Quienes siguen la economía
nacional sostienen, además, que para poner al país nuevamente en marcha es
necesario incrementar en un 50 % la tasa de inversión (del 20 % actual, al 30
%). Un PBI, en diez años...
Y para ponerlo en carrera, la inversión debiera ser aún mayor, tal vez un PBI y medio. “Ponerlo en
marcha” significa sólo recuperar la modesta tasa de crecimiento histórico,
resignados a participar de un pelotón de segundo nivel en América Latina. “Ponerlo
en carrera” significa decidir dar un gran salto adelante en tecnología,
educación, infraestructura, calidad de vida, presencia internacional y
prestigio.
Ninguna de ambas alternativas
está al alcance de una visión que sólo reproduzca, con más amabilidad, la
alianza social actual del kirchnerismo que, en última instancia, no representa
otra cosa que los empresarios prebendarios, sindicalistas y dirigentes de la vieja
corporación burocrática bonaerense, con presencia y vínculos en diferentes
fuerzas políticas.
El massismo, por ahora, no está
dando muestras de superar este mecanismo ni esta visión.
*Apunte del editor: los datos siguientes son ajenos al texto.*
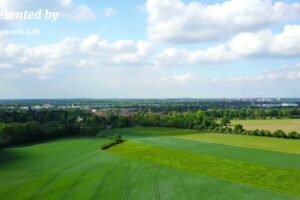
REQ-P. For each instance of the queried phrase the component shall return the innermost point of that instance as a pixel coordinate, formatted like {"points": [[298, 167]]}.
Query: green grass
{"points": [[152, 164], [264, 143], [286, 125], [235, 171]]}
Sus principales
emergentes no auguran cambios sustanciales. Podría contestarse que aún no ha
definido su línea, y es cierto. Hasta que ello ocurra, las dudas subsisten.
En todo caso, corre con la
ventaja que la alternativa de cambio tampoco se expresa en fuerzas competidoras,
que expresan historias y actitudes más democráticas, pero que –al igual que el
massismo- no las trascienden hacia el cambio estructural del sistema y en
algunos casos, atrasan aún más.
El fin de ciclo en el que estamos
ingresando no ofrece entonces, por ahora, otra cosa que un mejoramiento institucional.
Cierto que abrirá las puertas de un debate nacional sobre el futuro, hoy
cerrado por la intolerancia y el maniqueísmo, y eso no es poco. Pero tenerlo en
claro ayudará a comprender sus límites y su necesaria circunstancialidad, para
no entusiasmarse en inexorables próximas frustraciones.